Die wilde Charlotte – Ein Piratenabenteuer (Mario Girodano / Gerhard Garbers)

Titel:   Die wilde Charlotte – Ein Piratenabenteuer/ Verlag:   Hörcompany / Laufzeit:   ca. 200  min / 3 CDs / Buch:   Marco Girodano / gelesen von: Gerhard Garbers

InhaltEin Piratenabenteuer voller Gefahren und keins von dieser Welt.

Der Wilde Olaf und seine Männer, von anderen Piraten als »Weichkekse« verspottet, stechen todesmutig in See, um das Rätsel um verschwundene Kaperschiffe zu lösen. An Bord des Schiffes »Wilde Charlotte« sind neben Olaf auch der Schreckliche Sven, Messer-Ole, Einauge, Stotterklaas, die Zwillinge Rimsky und Korsakov und der Indianer Mondstein – sie machen sich auf zum größten Abenteuer aller Zeiten. Gelesen von Gerhard Garbers, der auch mit Schwung das Piratenlied singt.

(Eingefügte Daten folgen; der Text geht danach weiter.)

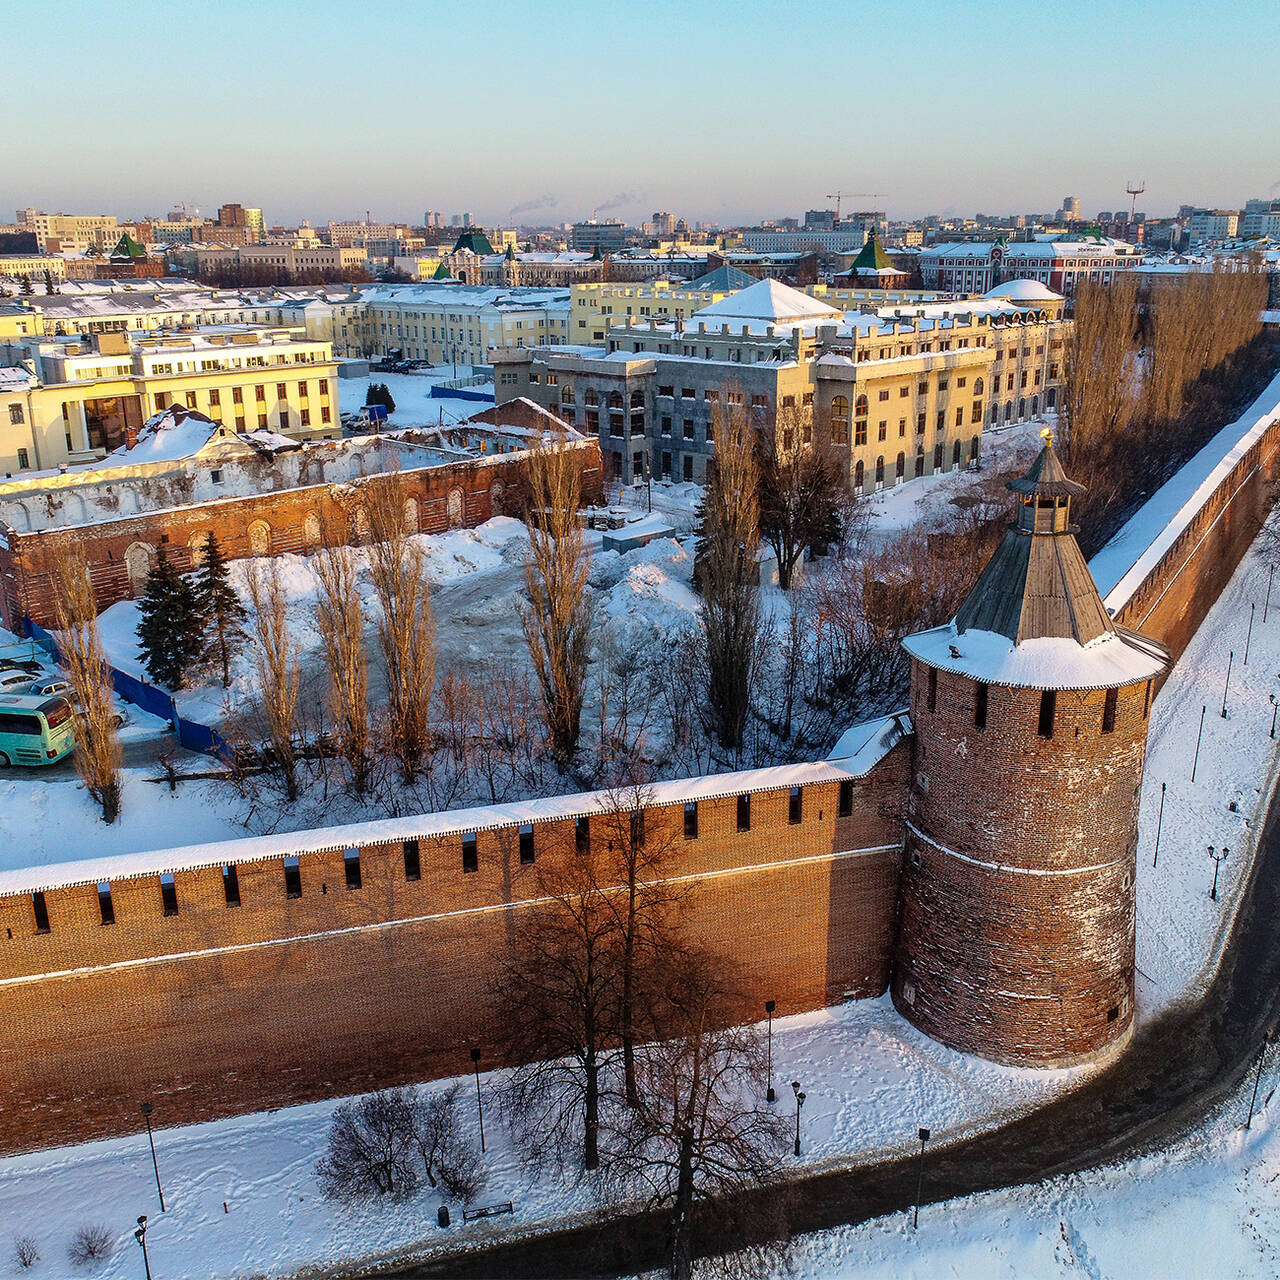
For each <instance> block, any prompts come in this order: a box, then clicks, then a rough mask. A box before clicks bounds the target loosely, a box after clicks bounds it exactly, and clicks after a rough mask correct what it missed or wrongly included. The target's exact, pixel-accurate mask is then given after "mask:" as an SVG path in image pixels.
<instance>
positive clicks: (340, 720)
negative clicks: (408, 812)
mask: <svg viewBox="0 0 1280 1280" xmlns="http://www.w3.org/2000/svg"><path fill="white" fill-rule="evenodd" d="M314 563H315V571H316V581H317V582H319V586H320V591H319V594H317V596H316V625H317V628H319V632H320V645H321V648H323V650H324V655H325V667H326V669H328V673H329V713H330V716H332V718H333V723H334V726H335V731H337V736H338V750H339V751H340V753H342V756H343V759H344V760H346V762H347V765H348V767H349V769H351V782H352V786H353V787H355V791H356V794H357V795H364V794H365V791H366V790H367V788H369V781H370V776H371V772H372V731H371V727H370V718H369V663H367V660H366V658H365V616H364V611H362V609H361V602H360V589H358V582H357V575H356V557H355V554H353V553H352V550H351V548H349V547H346V545H342V544H333V543H328V544H326V545H324V547H321V548H320V550H319V552H317V553H316V556H315V559H314Z"/></svg>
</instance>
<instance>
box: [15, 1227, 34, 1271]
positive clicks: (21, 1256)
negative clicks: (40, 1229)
mask: <svg viewBox="0 0 1280 1280" xmlns="http://www.w3.org/2000/svg"><path fill="white" fill-rule="evenodd" d="M13 1261H14V1265H15V1266H17V1267H18V1270H19V1271H29V1270H31V1268H32V1267H33V1266H35V1265H36V1263H37V1262H38V1261H40V1249H38V1248H37V1245H36V1239H35V1236H31V1235H15V1236H14V1238H13Z"/></svg>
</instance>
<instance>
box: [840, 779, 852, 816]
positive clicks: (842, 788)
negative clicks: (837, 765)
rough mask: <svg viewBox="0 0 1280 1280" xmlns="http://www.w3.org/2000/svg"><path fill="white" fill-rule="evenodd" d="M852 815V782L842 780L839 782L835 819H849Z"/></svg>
mask: <svg viewBox="0 0 1280 1280" xmlns="http://www.w3.org/2000/svg"><path fill="white" fill-rule="evenodd" d="M852 813H854V780H852V778H842V780H841V782H840V800H838V803H837V805H836V817H837V818H850V817H852Z"/></svg>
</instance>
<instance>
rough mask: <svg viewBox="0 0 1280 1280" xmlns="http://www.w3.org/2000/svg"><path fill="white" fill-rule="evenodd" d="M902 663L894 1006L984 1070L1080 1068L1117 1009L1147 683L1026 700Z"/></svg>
mask: <svg viewBox="0 0 1280 1280" xmlns="http://www.w3.org/2000/svg"><path fill="white" fill-rule="evenodd" d="M928 675H929V672H928V668H927V667H924V666H923V664H922V663H913V671H911V722H913V724H914V726H915V776H914V781H913V786H911V795H910V800H909V805H908V820H909V827H908V838H906V847H905V854H904V861H902V877H901V895H900V904H901V905H900V931H899V946H897V952H896V957H895V966H893V1001H895V1004H896V1005H897V1007H899V1010H900V1011H901V1012H902V1014H904V1015H905V1016H906V1018H909V1019H910V1020H911V1021H913V1023H915V1025H918V1027H919V1028H920V1029H922V1030H924V1032H927V1033H928V1034H931V1036H933V1037H934V1038H936V1039H940V1041H942V1042H943V1043H946V1044H951V1046H954V1047H956V1048H963V1050H966V1051H968V1052H973V1053H980V1055H982V1056H983V1057H991V1059H996V1060H1000V1061H1007V1062H1019V1064H1036V1065H1051V1064H1062V1062H1069V1061H1073V1060H1078V1059H1083V1057H1088V1056H1091V1055H1093V1053H1097V1052H1098V1051H1100V1050H1102V1048H1105V1047H1106V1046H1107V1044H1108V1043H1111V1041H1114V1039H1116V1038H1117V1037H1120V1036H1123V1034H1125V1033H1126V1032H1128V1029H1129V1023H1130V1019H1132V1012H1133V974H1134V869H1135V868H1134V851H1135V847H1137V835H1138V795H1139V790H1140V782H1142V765H1143V756H1144V751H1146V742H1147V709H1148V694H1149V690H1148V685H1147V682H1146V681H1143V682H1140V684H1138V685H1130V686H1126V687H1124V689H1120V690H1119V694H1117V707H1116V717H1115V728H1114V731H1112V732H1108V733H1103V732H1102V722H1103V700H1105V698H1106V694H1105V691H1102V690H1091V691H1074V690H1073V691H1060V692H1059V694H1057V709H1056V717H1055V723H1053V736H1052V739H1047V737H1041V736H1039V735H1038V724H1039V704H1041V695H1039V692H1038V691H1036V690H1027V689H1006V687H1000V686H995V685H993V686H991V689H989V692H988V705H987V724H986V728H983V730H978V728H975V727H974V704H975V691H977V682H975V681H973V680H968V678H965V677H963V676H954V675H948V673H946V672H938V677H937V701H936V710H934V712H931V710H929V709H928Z"/></svg>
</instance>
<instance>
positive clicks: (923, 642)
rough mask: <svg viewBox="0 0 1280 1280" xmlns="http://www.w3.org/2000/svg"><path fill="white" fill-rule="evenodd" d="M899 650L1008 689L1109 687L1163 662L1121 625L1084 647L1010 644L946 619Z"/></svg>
mask: <svg viewBox="0 0 1280 1280" xmlns="http://www.w3.org/2000/svg"><path fill="white" fill-rule="evenodd" d="M902 648H904V649H906V652H908V653H909V654H911V657H913V658H918V659H919V660H920V662H923V663H925V664H927V666H929V667H936V668H937V669H938V671H954V672H956V673H957V675H961V676H968V677H969V678H970V680H980V681H984V682H986V684H988V685H1007V686H1011V687H1014V689H1110V687H1111V686H1115V685H1132V684H1134V682H1135V681H1139V680H1151V678H1152V677H1153V676H1158V675H1160V673H1161V672H1162V671H1164V669H1165V668H1166V667H1167V666H1169V654H1167V653H1166V652H1165V649H1164V646H1162V645H1160V644H1158V643H1157V641H1155V640H1151V639H1148V637H1147V636H1140V635H1138V632H1135V631H1128V630H1126V628H1124V627H1117V628H1116V630H1115V631H1108V632H1105V634H1103V635H1102V636H1100V637H1098V639H1097V640H1093V641H1091V643H1089V644H1087V645H1082V644H1078V643H1076V641H1075V640H1074V639H1069V637H1064V636H1044V637H1041V639H1036V640H1023V641H1021V643H1020V644H1014V641H1012V640H1010V639H1009V636H1005V635H1000V634H998V632H995V631H978V630H974V628H970V630H968V631H964V632H960V631H956V628H955V623H954V622H948V623H947V625H946V626H942V627H933V630H932V631H920V632H919V634H918V635H914V636H908V637H906V640H904V641H902Z"/></svg>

Ich bin an sich kein Fan von Piratengeschichten, jedenfalls von solchen, die sich so fürchterlich ernst nehmen. „Die wilde Charlotte“ ist da glücklicherweise sehr anders. Die Mannschaft ist eine wirklich illustre und verrückte Truppe, die man sofort ins Herz schließt und über die man auch immer wieder wunderbar lachen kann, denn an verrückten Ideen mangelt es ihnen wahrlich nicht. Wenn man von anderen Piraten als „Weichkekse“ bezeichnet wird, dann hat das sicher auch einen Grund. Trotzdem setzt die Bande um Captain „Der wilde Olaf“ alles daran, hinter das Rätsel um die verschwundenen Schiffe zu kommen und dabei geht es hoch her. Mir haben die vielen witzigen Ideen sehr gut gefallen, mit denen Mario Girodano seine Geschichte ausgestattet hat. Ob Wanderinseln oder sprechende Quallen, an Phantasie magelt es dem Herrn Autoren ganz sicher nicht.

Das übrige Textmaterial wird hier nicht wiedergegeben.